Após a operação da PF, Lira procurou se afastar de qualquer irregularidade e afirmou que há decisões judiciais negando o superfaturamento. “O que eu posso dizer é que eu, tendo a postura que tenho, em defesa das emendas parlamentares que levam benefícios para todo o Brasil, para toda a população, eu não tenho absolutamente nada a ver com o que está acontecendo”, afirmou o presidente da Câmara em entrevista à Globo News. Questionado pelo Estadão sobre as emendas que apadrinhou, ele não respondeu.
Após a publicação da reportagem, a assessoria do presidente da Câmara enviou uma nota negando que Lira fosse o padrinho das emendas, contrariando um documento assinado por ele ao assumir a autoria das indicações, em abril do ano passado. “Cabia a Mesa Diretora da Câmara o encaminhamento das emendas de relator referentes ao conjunto de deputados que formam a casa. Portanto, é equivocada a informação de que essas emendas foram destinadas pelo deputado Arthur Lira”, afirma a nota.
O documento assinado pelo presidente da Câmara no ano passado, no entanto, cita as verbas do FNDE como indicações pessoais dele. O ofício foi enviado ao presidente do Congresso, senador Rodrigo Pacheco (PSD-MG), após o Supremo Tribunal Federal (STF) exigir a informação de todos os deputados e senadores. Os recursos indicados por Lira são os mesmos citados em investigações do Tribunal de Contas da União (TCU) e que entraram na mira da PF.
Sacola cheia
O assessor Luciano Ferreira Cavalcante trabalhava na liderança do PP da Câmara, gabinete controlado por Arthur Lira, e foi exonerado após a operação. No domingo, 4, imagens que fazem parte da investigação, reveladas pela TV Globo, mostraram o motorista de Cavalcante, que não teve o nome divulgado, recebendo sacolas - supostamente cheias de dinheiro - de um casal apontado como operador do esquema.
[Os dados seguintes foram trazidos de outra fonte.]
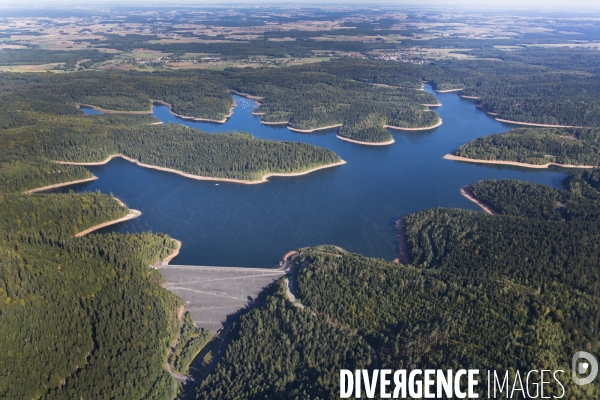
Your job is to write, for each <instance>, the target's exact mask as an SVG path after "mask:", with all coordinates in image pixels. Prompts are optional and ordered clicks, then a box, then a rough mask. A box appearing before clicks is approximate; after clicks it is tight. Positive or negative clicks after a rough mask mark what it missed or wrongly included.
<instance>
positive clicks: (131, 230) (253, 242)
mask: <svg viewBox="0 0 600 400" xmlns="http://www.w3.org/2000/svg"><path fill="white" fill-rule="evenodd" d="M425 90H427V91H428V92H430V93H433V94H434V95H435V96H436V97H437V98H438V100H439V101H440V103H441V104H442V106H441V107H436V108H435V111H436V112H437V113H438V114H439V115H440V117H441V118H442V120H443V124H442V125H441V126H440V127H438V128H435V129H433V130H430V131H415V132H400V131H395V130H391V131H390V132H392V136H393V138H394V140H395V143H393V144H392V145H389V146H364V145H360V144H355V143H350V142H346V141H342V140H340V139H338V138H336V130H330V131H319V132H314V133H298V132H292V131H290V130H288V129H287V128H285V127H281V126H279V127H278V126H273V125H269V126H267V125H263V124H261V123H260V117H256V116H253V115H251V112H252V110H254V108H255V105H254V102H253V101H252V100H249V99H246V98H243V97H240V96H234V99H235V101H236V104H237V105H236V107H235V109H234V113H233V115H232V116H231V118H230V119H229V120H228V121H227V122H226V123H224V124H213V123H207V122H199V121H191V120H184V119H180V118H177V117H175V116H174V115H172V114H171V113H170V111H169V109H168V107H166V106H158V105H155V106H154V111H153V115H154V116H155V117H157V118H159V119H160V120H161V121H163V122H164V123H177V124H184V125H187V126H191V127H195V128H198V129H201V130H204V131H206V132H211V133H215V134H218V133H219V132H227V131H232V130H236V131H246V132H250V133H251V134H252V135H254V136H255V137H259V138H264V139H273V140H287V141H300V142H305V143H312V144H315V145H317V146H322V147H326V148H329V149H332V150H333V151H335V152H336V153H337V154H338V155H339V156H340V157H341V158H342V159H344V160H345V161H347V164H345V165H342V166H339V167H334V168H328V169H323V170H320V171H316V172H313V173H311V174H308V175H303V176H297V177H272V178H269V182H266V183H262V184H259V185H243V184H234V183H225V182H218V183H217V182H211V181H197V180H192V179H188V178H185V177H182V176H179V175H175V174H170V173H167V172H162V171H156V170H151V169H145V168H141V167H138V166H136V165H134V164H132V163H129V162H127V161H125V160H123V159H120V158H116V159H114V160H112V161H111V162H109V163H108V164H106V165H102V166H95V167H89V169H90V170H91V171H92V173H93V174H94V175H96V176H98V178H99V179H97V180H95V181H92V182H88V183H84V184H79V185H72V186H68V187H63V188H60V189H57V190H54V192H68V191H70V190H73V191H76V192H84V191H95V190H100V191H101V192H104V193H111V192H112V193H113V194H114V195H115V196H117V197H119V198H120V199H121V200H123V201H124V202H125V203H126V204H127V205H128V206H129V207H130V208H133V209H136V210H140V211H141V212H142V215H141V216H140V217H139V218H136V219H133V220H130V221H127V222H124V223H121V224H119V225H114V226H111V227H107V228H104V229H103V230H100V231H98V232H142V231H148V230H151V231H154V232H165V233H168V234H169V235H171V236H172V237H174V238H176V239H179V240H181V241H182V242H183V247H182V249H181V253H180V255H179V256H178V257H177V258H176V259H175V260H174V261H173V264H188V265H213V266H236V267H262V268H265V267H271V266H273V265H275V264H277V262H278V261H279V260H281V257H282V256H283V255H284V254H285V253H286V252H288V251H289V250H291V249H296V248H299V247H305V246H313V245H319V244H332V245H337V246H340V247H342V248H344V249H346V250H348V251H350V252H356V253H361V254H363V255H366V256H372V257H381V258H384V259H387V260H392V259H394V258H396V257H397V246H398V244H397V231H396V229H395V222H396V221H397V220H398V219H399V218H401V217H402V216H404V215H406V214H408V213H412V212H415V211H419V210H424V209H428V208H435V207H458V208H463V209H471V210H477V211H481V210H480V209H479V208H478V207H477V206H476V205H475V204H473V203H472V202H470V201H469V200H468V199H466V198H464V197H463V196H462V195H461V194H460V189H461V187H463V186H464V185H467V184H472V183H475V182H477V181H479V180H483V179H519V180H524V181H530V182H534V183H539V184H544V185H550V186H554V187H557V186H558V182H559V181H560V180H561V179H563V178H564V177H565V176H566V174H567V172H568V171H566V170H564V169H560V168H553V167H551V168H550V169H548V170H532V169H526V168H520V167H513V166H497V165H489V164H488V165H480V164H473V163H463V162H456V161H449V160H444V159H443V156H444V155H445V154H447V153H450V152H452V151H454V150H456V148H457V147H459V146H460V145H462V144H464V143H466V142H468V141H470V140H473V139H475V138H477V137H480V136H487V135H490V134H493V133H498V132H505V131H507V130H509V129H510V128H511V126H510V125H506V124H502V123H500V122H498V121H495V120H494V119H493V118H492V117H490V116H488V115H487V114H485V113H484V112H481V111H479V110H478V109H477V108H476V107H475V105H474V103H473V102H472V101H470V100H466V99H462V98H460V97H459V96H458V94H457V93H435V92H434V91H433V90H432V88H431V87H429V86H426V88H425ZM82 111H84V112H85V111H86V110H85V109H82Z"/></svg>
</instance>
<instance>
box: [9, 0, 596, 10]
mask: <svg viewBox="0 0 600 400" xmlns="http://www.w3.org/2000/svg"><path fill="white" fill-rule="evenodd" d="M286 3H289V4H294V5H301V4H306V5H327V4H331V5H361V4H362V5H371V6H372V5H375V4H381V5H396V6H399V7H402V6H425V7H428V6H429V7H431V6H442V7H474V8H478V9H480V8H503V9H511V8H518V9H531V10H535V9H539V10H551V9H560V10H563V11H564V10H571V11H576V10H582V9H596V10H600V0H502V1H493V2H485V1H483V2H482V1H481V0H401V1H398V0H374V1H365V0H308V1H285V0H284V1H282V0H225V1H223V0H220V1H219V0H208V1H207V0H169V1H165V0H0V6H5V7H6V6H16V7H22V6H52V5H62V6H103V5H110V6H114V5H141V6H144V5H163V6H164V5H170V6H173V7H175V6H176V5H179V4H181V5H197V6H202V5H229V4H240V5H263V4H264V5H277V6H282V5H285V4H286Z"/></svg>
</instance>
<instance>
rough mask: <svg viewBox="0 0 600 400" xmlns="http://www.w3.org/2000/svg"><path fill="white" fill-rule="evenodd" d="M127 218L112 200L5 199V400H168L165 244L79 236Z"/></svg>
mask: <svg viewBox="0 0 600 400" xmlns="http://www.w3.org/2000/svg"><path fill="white" fill-rule="evenodd" d="M126 213H127V210H126V209H124V208H123V207H121V206H120V205H119V204H118V203H117V202H116V201H115V200H114V199H112V198H111V197H110V196H108V195H103V194H99V193H94V194H91V193H90V194H65V195H59V194H43V195H23V194H3V195H1V196H0V221H1V222H0V224H1V225H0V252H1V253H2V256H1V257H0V259H1V260H2V261H1V262H0V347H1V348H2V349H3V351H2V352H0V376H1V377H2V378H1V379H0V397H2V398H7V399H24V398H48V399H65V398H75V397H77V398H80V397H81V398H128V399H143V398H153V399H164V400H167V399H171V398H172V397H173V395H174V393H175V386H174V381H173V380H172V378H171V377H170V376H169V375H168V374H167V373H166V372H165V370H164V365H165V362H166V357H167V350H168V346H169V344H170V342H171V341H172V340H173V338H174V336H175V330H176V327H177V326H178V321H177V317H176V313H175V310H176V308H177V306H178V305H179V304H180V303H179V302H180V301H181V300H178V299H177V298H176V296H175V295H173V294H171V293H170V292H168V291H167V290H165V289H163V288H162V287H161V283H162V277H161V275H160V273H159V272H158V271H155V270H151V269H150V268H149V265H150V264H153V263H154V262H156V261H157V260H159V259H162V258H164V257H165V256H166V255H167V254H169V252H170V251H171V247H172V246H173V245H172V242H171V240H170V239H169V238H168V237H167V236H164V235H155V234H150V233H144V234H138V235H119V234H108V235H88V236H84V237H82V238H73V237H72V235H73V234H74V233H77V232H79V231H81V230H84V229H86V228H88V227H90V226H93V225H95V224H97V223H99V222H104V221H107V220H110V219H114V218H118V217H121V216H123V215H124V214H126Z"/></svg>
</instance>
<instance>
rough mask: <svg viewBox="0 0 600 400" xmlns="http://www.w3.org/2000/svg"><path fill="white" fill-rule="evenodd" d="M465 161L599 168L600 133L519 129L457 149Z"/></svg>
mask: <svg viewBox="0 0 600 400" xmlns="http://www.w3.org/2000/svg"><path fill="white" fill-rule="evenodd" d="M456 155H457V156H460V157H465V158H473V159H478V160H490V161H494V160H497V161H516V162H520V163H525V164H534V165H544V164H548V163H556V164H564V165H591V166H600V130H599V129H584V128H563V129H558V128H518V129H512V130H510V131H508V132H505V133H498V134H495V135H491V136H484V137H480V138H477V139H475V140H473V141H471V142H469V143H467V144H464V145H462V146H460V147H459V148H458V149H457V150H456Z"/></svg>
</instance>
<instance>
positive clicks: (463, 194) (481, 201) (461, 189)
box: [460, 185, 499, 215]
mask: <svg viewBox="0 0 600 400" xmlns="http://www.w3.org/2000/svg"><path fill="white" fill-rule="evenodd" d="M460 194H462V195H463V196H464V197H466V198H467V199H469V200H471V201H472V202H473V203H475V204H477V205H478V206H479V207H480V208H481V209H482V210H483V211H485V212H486V213H488V214H490V215H498V214H499V213H498V211H496V210H494V208H492V206H490V205H489V204H487V203H485V202H483V201H481V200H479V199H477V198H476V197H475V196H474V195H473V192H471V185H465V186H463V187H461V188H460Z"/></svg>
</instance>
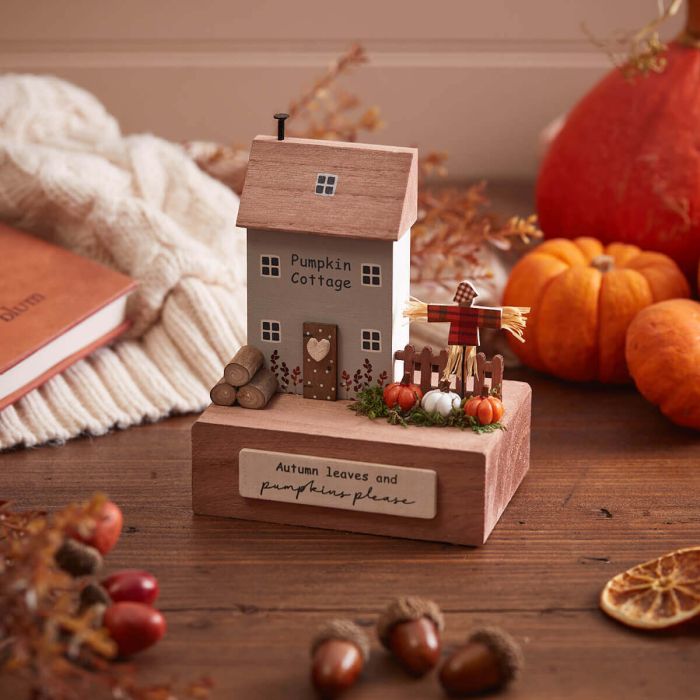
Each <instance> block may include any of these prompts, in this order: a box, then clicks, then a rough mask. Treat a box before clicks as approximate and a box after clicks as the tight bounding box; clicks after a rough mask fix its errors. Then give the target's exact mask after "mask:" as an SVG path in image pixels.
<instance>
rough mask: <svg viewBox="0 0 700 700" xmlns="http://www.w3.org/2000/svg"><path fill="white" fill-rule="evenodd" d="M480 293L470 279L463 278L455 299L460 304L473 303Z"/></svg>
mask: <svg viewBox="0 0 700 700" xmlns="http://www.w3.org/2000/svg"><path fill="white" fill-rule="evenodd" d="M478 296H479V295H478V293H477V291H476V289H475V288H474V285H473V284H472V283H471V282H470V281H469V280H462V281H461V282H460V283H459V285H458V286H457V291H456V292H455V296H454V299H453V301H455V302H457V303H458V304H467V305H468V304H471V303H472V301H474V299H476V298H477V297H478Z"/></svg>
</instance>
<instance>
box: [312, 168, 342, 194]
mask: <svg viewBox="0 0 700 700" xmlns="http://www.w3.org/2000/svg"><path fill="white" fill-rule="evenodd" d="M329 177H332V178H333V184H332V185H329V184H327V183H328V178H329ZM321 178H323V182H319V180H320V179H321ZM319 187H322V188H323V192H319V191H318V188H319ZM337 187H338V176H337V175H336V174H335V173H318V174H317V175H316V184H315V185H314V194H317V195H318V196H319V197H332V196H333V195H334V194H335V191H336V189H337ZM328 188H330V189H331V191H330V192H327V191H326V190H328Z"/></svg>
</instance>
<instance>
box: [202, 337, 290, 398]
mask: <svg viewBox="0 0 700 700" xmlns="http://www.w3.org/2000/svg"><path fill="white" fill-rule="evenodd" d="M264 359H265V358H264V357H263V354H262V352H260V350H258V348H256V347H254V346H253V345H244V346H242V347H241V349H240V350H239V351H238V352H237V353H236V354H235V355H234V356H233V359H232V360H231V362H229V363H228V364H227V365H226V367H225V368H224V376H223V377H222V378H221V379H220V380H219V381H218V382H217V383H216V384H215V385H214V386H213V387H212V390H211V391H210V392H209V396H210V398H211V400H212V403H215V404H217V405H218V406H233V405H234V404H235V403H238V405H239V406H242V407H243V408H265V406H266V405H267V403H268V401H269V400H270V399H271V398H272V396H273V395H274V394H275V392H276V391H277V377H275V375H274V374H272V372H270V370H269V369H267V368H266V367H264V366H263V362H264Z"/></svg>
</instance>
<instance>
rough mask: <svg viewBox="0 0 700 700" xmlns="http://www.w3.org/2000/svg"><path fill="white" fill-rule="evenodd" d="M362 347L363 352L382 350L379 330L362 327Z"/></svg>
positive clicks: (361, 344)
mask: <svg viewBox="0 0 700 700" xmlns="http://www.w3.org/2000/svg"><path fill="white" fill-rule="evenodd" d="M361 345H362V349H363V350H364V351H365V352H381V351H382V334H381V331H377V330H374V329H372V328H363V329H362V343H361Z"/></svg>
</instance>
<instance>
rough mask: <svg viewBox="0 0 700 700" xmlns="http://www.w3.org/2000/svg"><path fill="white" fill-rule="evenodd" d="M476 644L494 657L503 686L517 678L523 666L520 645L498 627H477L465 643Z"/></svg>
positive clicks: (501, 629) (523, 658)
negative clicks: (497, 662)
mask: <svg viewBox="0 0 700 700" xmlns="http://www.w3.org/2000/svg"><path fill="white" fill-rule="evenodd" d="M469 642H476V643H481V644H484V645H485V646H487V647H488V648H489V649H490V650H491V651H492V652H493V655H494V656H495V657H496V659H497V661H498V666H499V668H500V671H501V678H502V679H503V685H506V684H507V683H510V682H511V681H512V680H514V679H515V678H517V677H518V675H519V674H520V672H521V671H522V669H523V666H524V664H525V659H524V657H523V652H522V649H521V648H520V644H518V642H516V641H515V639H514V638H513V637H511V635H509V634H508V633H507V632H505V631H504V630H502V629H500V628H499V627H477V628H476V629H473V630H472V631H471V632H470V633H469V637H467V643H469Z"/></svg>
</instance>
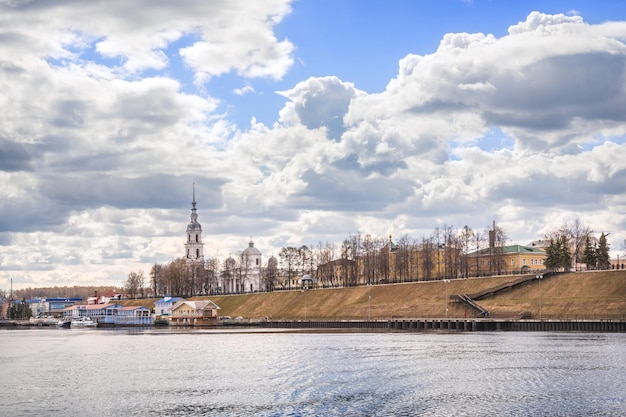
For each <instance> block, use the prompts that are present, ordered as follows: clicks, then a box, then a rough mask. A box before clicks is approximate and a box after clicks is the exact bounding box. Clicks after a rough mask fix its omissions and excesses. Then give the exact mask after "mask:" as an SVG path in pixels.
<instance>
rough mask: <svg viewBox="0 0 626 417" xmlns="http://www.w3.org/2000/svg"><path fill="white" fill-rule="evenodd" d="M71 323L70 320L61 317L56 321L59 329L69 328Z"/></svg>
mask: <svg viewBox="0 0 626 417" xmlns="http://www.w3.org/2000/svg"><path fill="white" fill-rule="evenodd" d="M71 325H72V322H71V321H70V320H65V319H61V320H59V321H58V322H57V327H59V328H61V329H69V328H70V326H71Z"/></svg>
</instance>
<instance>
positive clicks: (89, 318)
mask: <svg viewBox="0 0 626 417" xmlns="http://www.w3.org/2000/svg"><path fill="white" fill-rule="evenodd" d="M97 326H98V322H96V321H93V320H91V317H84V316H83V317H78V318H72V327H73V328H76V327H97Z"/></svg>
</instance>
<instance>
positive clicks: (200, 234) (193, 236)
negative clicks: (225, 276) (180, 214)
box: [185, 183, 204, 265]
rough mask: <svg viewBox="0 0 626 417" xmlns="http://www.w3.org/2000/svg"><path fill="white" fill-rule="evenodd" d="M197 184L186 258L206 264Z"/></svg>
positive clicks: (195, 189)
mask: <svg viewBox="0 0 626 417" xmlns="http://www.w3.org/2000/svg"><path fill="white" fill-rule="evenodd" d="M196 211H197V209H196V184H195V183H194V184H193V200H192V202H191V223H189V224H188V225H187V243H185V258H187V262H189V263H192V262H193V263H198V264H201V265H202V264H204V243H202V226H201V225H200V223H198V213H197V212H196Z"/></svg>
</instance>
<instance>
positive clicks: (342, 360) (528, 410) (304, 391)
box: [0, 329, 626, 416]
mask: <svg viewBox="0 0 626 417" xmlns="http://www.w3.org/2000/svg"><path fill="white" fill-rule="evenodd" d="M625 359H626V335H624V334H584V333H517V332H515V333H504V332H501V333H459V334H436V333H410V334H406V333H375V334H372V333H345V334H341V333H340V334H337V333H332V334H324V333H278V332H274V333H271V332H258V333H241V332H236V331H232V332H216V331H209V330H204V331H174V330H169V329H162V330H156V329H155V330H139V331H137V330H134V331H129V330H105V331H103V330H94V329H86V330H77V329H74V330H60V329H28V330H7V331H0V365H1V366H2V374H1V375H2V378H0V392H1V393H2V395H1V397H0V398H2V399H1V400H0V415H2V416H4V415H7V416H9V415H10V416H41V415H44V416H46V415H51V416H52V415H54V416H56V415H71V414H82V415H107V416H118V415H119V416H129V415H130V416H155V415H159V416H390V415H393V416H415V415H429V416H451V415H466V416H490V415H499V416H535V415H546V416H548V415H550V416H555V415H561V416H570V415H579V416H586V415H603V416H607V415H608V416H623V415H626V398H625V394H624V392H626V372H625V371H626V360H625Z"/></svg>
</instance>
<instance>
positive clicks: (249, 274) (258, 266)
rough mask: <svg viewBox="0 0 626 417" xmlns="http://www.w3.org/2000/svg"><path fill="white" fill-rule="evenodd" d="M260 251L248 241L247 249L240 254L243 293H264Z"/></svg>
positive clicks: (251, 240)
mask: <svg viewBox="0 0 626 417" xmlns="http://www.w3.org/2000/svg"><path fill="white" fill-rule="evenodd" d="M261 258H262V255H261V251H260V250H258V249H257V248H255V247H254V242H253V241H252V239H250V242H248V247H247V248H246V249H244V250H243V251H242V252H241V260H240V265H241V282H242V284H243V292H255V291H265V290H266V288H265V285H264V284H265V283H264V282H263V279H262V274H261V272H262V267H261V265H262V262H261Z"/></svg>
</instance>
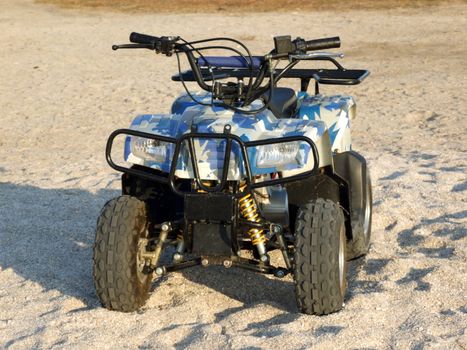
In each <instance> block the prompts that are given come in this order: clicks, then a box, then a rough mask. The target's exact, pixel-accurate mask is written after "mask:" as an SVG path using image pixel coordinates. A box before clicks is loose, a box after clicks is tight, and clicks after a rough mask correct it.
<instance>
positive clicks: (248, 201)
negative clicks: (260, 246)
mask: <svg viewBox="0 0 467 350" xmlns="http://www.w3.org/2000/svg"><path fill="white" fill-rule="evenodd" d="M245 188H246V184H244V185H241V186H240V190H241V191H243V190H244V189H245ZM238 202H239V205H240V212H241V214H242V216H243V217H244V218H245V219H247V220H248V221H252V222H260V221H261V219H260V218H259V214H258V209H257V208H256V203H255V200H254V199H253V197H252V195H251V193H248V194H247V195H245V196H244V197H242V198H241V199H240V200H239V201H238ZM247 233H248V236H250V239H251V243H253V245H258V244H261V243H266V242H267V240H268V239H267V238H266V235H265V234H264V230H262V229H258V228H251V229H249V230H248V232H247Z"/></svg>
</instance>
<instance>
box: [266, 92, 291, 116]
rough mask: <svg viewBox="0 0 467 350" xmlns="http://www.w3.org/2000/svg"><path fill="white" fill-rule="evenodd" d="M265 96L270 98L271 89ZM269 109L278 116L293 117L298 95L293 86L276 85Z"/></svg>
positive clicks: (270, 102)
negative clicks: (269, 92) (291, 88)
mask: <svg viewBox="0 0 467 350" xmlns="http://www.w3.org/2000/svg"><path fill="white" fill-rule="evenodd" d="M263 97H264V98H265V99H268V97H269V91H267V92H266V93H265V94H264V95H263ZM269 109H270V110H271V112H272V113H273V114H274V115H275V116H276V118H292V117H293V116H294V114H295V111H296V109H297V96H296V95H295V91H294V90H293V89H291V88H285V87H276V88H274V90H273V94H272V100H271V101H270V102H269Z"/></svg>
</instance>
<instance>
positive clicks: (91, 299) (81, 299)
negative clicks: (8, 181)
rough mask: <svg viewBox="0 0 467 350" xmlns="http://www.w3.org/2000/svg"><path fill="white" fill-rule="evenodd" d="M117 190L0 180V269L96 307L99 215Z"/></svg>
mask: <svg viewBox="0 0 467 350" xmlns="http://www.w3.org/2000/svg"><path fill="white" fill-rule="evenodd" d="M119 193H120V192H119V191H117V190H109V189H105V190H100V191H98V192H97V193H91V192H89V191H86V190H81V189H43V188H38V187H35V186H30V185H17V184H12V183H0V218H1V219H0V267H1V270H8V269H13V271H14V272H15V273H16V274H17V275H19V276H21V277H22V278H24V279H25V280H30V281H33V282H35V283H38V284H40V285H41V287H42V288H44V289H45V290H57V291H59V292H60V293H62V294H65V295H69V296H72V297H75V298H78V299H80V300H81V301H82V302H83V303H84V304H85V305H86V306H85V308H94V307H96V306H98V305H99V302H98V300H97V298H96V296H95V294H94V285H93V281H92V245H93V241H94V229H95V223H96V219H97V216H98V215H99V212H100V209H101V208H102V206H103V205H104V203H105V202H106V201H107V200H109V199H110V198H113V197H116V196H118V195H119Z"/></svg>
Luciano Cavalcante mora em Maceió e recebia R$ 14,7 mil por mês para trabalhar na liderança do PP na Câmara. Em 2018, quando Lira era líder do partido na Casa, ele foi nomeado como secretário particular do gabinete. Cavalcante é presidente do União Brasil em Maceió e esteve ao lado de Arthur Lira na campanha de 2022. Segundo a Controladoria-Geral da União (CGU), as fraudes geraram prejuízo de R$ 8,1 milhões para os cofres públicos.